Banks v Goodfellow (1870) LR 5 QB 549 is the leading case for establishing the test of testamentary capacity. The test is based on the four questions:
· Does the willmaker understand the nature and effect of making a will?
· Does the willmaker know the nature and extent of his or her assets?
· Does the willmaker comprehend, understand and appreciate the claims to which may be brought?
· Is the willmaker affected by a mental disorder influencing the disposal of his or her assets?
Ryan v Dalton; Estate of Ryan [ 2017 ] NSWSC 1007 is a more recent case which reiterates the importance for solicitors to be careful when preparing Wills for clients, where capacity is in doubt.

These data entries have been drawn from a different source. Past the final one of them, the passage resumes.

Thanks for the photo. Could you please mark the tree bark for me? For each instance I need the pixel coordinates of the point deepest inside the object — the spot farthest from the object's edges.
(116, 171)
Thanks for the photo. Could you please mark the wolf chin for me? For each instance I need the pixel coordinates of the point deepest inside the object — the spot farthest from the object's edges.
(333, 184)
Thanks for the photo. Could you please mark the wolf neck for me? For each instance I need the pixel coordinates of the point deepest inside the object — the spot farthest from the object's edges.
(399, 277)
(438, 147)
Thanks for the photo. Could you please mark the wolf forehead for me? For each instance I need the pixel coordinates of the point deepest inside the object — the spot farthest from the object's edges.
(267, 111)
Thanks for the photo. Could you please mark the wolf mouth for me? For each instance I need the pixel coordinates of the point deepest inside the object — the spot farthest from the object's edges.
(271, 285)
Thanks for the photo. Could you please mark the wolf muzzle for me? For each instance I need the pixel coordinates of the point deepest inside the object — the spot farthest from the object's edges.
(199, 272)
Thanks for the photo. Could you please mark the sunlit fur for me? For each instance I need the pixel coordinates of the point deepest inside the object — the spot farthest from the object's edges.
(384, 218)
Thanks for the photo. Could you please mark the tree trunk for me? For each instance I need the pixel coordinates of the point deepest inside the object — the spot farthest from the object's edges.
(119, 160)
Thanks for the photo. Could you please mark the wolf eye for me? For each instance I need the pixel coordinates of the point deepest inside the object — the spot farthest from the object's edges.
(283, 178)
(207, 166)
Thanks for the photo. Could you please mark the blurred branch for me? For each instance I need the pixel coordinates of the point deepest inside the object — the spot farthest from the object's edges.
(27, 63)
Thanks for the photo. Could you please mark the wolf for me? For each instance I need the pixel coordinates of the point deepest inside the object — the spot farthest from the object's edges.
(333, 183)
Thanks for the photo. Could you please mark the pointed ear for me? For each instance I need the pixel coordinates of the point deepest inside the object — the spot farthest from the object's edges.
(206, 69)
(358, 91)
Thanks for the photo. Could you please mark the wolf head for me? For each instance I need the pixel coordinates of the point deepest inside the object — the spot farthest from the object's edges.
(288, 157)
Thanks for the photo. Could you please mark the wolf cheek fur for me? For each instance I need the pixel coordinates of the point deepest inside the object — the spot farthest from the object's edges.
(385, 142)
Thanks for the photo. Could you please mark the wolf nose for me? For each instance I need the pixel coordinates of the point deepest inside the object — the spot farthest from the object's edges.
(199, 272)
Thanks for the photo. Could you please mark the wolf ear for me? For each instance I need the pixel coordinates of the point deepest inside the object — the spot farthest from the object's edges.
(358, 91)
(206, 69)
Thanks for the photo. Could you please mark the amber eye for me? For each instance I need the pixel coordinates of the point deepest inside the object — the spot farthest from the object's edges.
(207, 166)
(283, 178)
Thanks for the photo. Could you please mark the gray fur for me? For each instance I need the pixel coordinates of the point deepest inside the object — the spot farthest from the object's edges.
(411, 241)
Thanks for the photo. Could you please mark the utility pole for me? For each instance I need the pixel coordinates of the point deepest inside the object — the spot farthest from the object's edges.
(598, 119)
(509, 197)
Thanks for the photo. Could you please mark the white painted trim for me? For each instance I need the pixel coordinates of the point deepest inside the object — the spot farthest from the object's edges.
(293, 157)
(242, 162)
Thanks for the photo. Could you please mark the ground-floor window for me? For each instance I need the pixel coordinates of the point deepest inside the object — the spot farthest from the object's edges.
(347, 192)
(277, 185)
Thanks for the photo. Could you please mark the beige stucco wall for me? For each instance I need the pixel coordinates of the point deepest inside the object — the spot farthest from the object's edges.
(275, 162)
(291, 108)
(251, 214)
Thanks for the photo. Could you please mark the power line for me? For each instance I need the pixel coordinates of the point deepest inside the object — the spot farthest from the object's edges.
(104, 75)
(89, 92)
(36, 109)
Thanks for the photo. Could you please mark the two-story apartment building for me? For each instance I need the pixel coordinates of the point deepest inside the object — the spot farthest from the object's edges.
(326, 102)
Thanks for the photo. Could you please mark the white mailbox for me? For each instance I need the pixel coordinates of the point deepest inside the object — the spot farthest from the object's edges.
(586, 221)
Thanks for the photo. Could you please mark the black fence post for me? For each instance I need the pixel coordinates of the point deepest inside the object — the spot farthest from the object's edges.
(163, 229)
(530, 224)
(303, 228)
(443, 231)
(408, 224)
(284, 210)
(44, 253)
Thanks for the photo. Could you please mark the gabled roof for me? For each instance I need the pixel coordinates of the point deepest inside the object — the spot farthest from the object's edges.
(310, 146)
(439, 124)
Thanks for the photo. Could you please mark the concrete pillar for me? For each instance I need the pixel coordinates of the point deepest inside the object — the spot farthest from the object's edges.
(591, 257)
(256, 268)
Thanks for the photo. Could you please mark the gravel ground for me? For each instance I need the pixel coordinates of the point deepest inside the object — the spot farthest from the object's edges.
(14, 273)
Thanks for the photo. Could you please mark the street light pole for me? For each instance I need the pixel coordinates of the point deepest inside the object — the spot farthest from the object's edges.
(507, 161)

Mr Ryan signed a Will in 2011. He was 87 years old at the time, and gave instructions to his long-term solicitor to prepare a Will which divided his estate equally between his three children.
In 2013, Mr Ryan gave instructions again to his long-term solicitor to update his Will, to divide his estate equally between his three children and de facto spouse, even though it was always agreed between Mr Ryan and his de facto partner that their financial affairs remained separate and neither would have recourse to either persons estate.
Mr Ryan died in 2014 at the age of 90, and when the application for Probate was being made, it was intended to apply for the grant of Probate of the 2013 Will.